QUINTO.- En cualquier caso, e insistiendo en una cuestión ya mencionada antes, lo que no puede es, como parece que se hace en la sentencia apelada, prescindirse del requisito de que la enfermedad ha derivar directamente del servicio, lo que aquí no sucede, ni obviar los componentes subjetivos que inciden en la enfermedad.

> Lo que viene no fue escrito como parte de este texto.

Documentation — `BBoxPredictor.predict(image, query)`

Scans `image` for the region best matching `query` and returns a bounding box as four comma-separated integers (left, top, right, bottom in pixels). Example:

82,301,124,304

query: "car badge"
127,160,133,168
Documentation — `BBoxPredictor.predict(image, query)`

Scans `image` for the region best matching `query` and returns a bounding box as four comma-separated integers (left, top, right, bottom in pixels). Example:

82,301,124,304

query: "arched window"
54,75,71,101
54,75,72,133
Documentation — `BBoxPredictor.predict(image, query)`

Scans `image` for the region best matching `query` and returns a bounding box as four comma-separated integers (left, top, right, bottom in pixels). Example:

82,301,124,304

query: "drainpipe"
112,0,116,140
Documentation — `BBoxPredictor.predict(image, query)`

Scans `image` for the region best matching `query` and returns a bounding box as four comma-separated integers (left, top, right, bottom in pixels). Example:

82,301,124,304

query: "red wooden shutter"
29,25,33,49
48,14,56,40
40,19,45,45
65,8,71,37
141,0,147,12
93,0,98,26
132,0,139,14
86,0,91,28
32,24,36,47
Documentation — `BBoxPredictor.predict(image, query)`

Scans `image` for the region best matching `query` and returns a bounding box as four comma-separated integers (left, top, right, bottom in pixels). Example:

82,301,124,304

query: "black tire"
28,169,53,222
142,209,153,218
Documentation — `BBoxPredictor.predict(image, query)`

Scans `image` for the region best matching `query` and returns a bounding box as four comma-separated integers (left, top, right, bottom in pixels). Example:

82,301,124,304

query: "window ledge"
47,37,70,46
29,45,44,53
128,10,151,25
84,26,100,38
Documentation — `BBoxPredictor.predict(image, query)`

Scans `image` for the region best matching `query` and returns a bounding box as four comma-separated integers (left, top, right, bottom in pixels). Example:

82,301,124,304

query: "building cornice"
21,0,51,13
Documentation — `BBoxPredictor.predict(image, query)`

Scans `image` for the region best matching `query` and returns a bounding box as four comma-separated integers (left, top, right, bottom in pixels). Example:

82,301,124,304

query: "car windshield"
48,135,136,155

En este último sentido no es ocioso recordar el criterio establecido por esta Sección en numerosas ocasiones precedentes, de que una cosa es el elemento externo desencadenante de la aparición de los síntomas de la enfermedad mental, que lógicamente ha de calificarse como elemento estresante, y otra distinta que este padecimiento deviene por las especiales condiciones intrínsecas de la persona que sufre esa actuación estresante, que dada su propia personalidad determina la generación de una patología invalidante, pues en estos supuestos, la generación de la enfermedad invalidante no deriva de esa concreta situación en el servicio, sino de la propia naturaleza endógena de la persona que lo sufre, su etiología es básicamente disposicional, esto es, dependiente de rasgos constitucionales del sujeto y cuya descompensación clínica frente a las exigencias del entorno es imprevisible. Estas descompensaciones no están en relación directa con las exigencias del entorno, sino con el grado de tensión emocional que ante ellas genere el sujeto por sus propias características psíquicas, de modo y forma que es la propia naturaleza intrínseca del paciente la que determina el origen de la enfermedad, pues otras personas ante similares situaciones estresantes no les produce dicha enfermedad (entre las últimas, sentencias de 11 de mayo -apelación 4/2022- o de 8 de diciembre -apelación 66/2022- de 2022).
En conclusión, ha de rechazarse que se haya acreditado la existencia de una relación causal directa entre la enfermedad psiquiátrica que padece el apelado, que le imposibilita para el desempeño de sus funciones, y la prestación del servicio.
SEXTO.- De cuanto antecede se deduce la estimación del recurso de apelación y, en consecuencia, desestimarse el recurso contencioso-administrativo sin que, en cuanto a las costas, de conformidad con lo establecido en el artículo 139 de la Ley 29/1998, de 13 de julio, reguladora de la Jurisdicción Contencioso-Administrativa, proceda hacer imposición a alguna de las partes en ninguna de las dos instancias.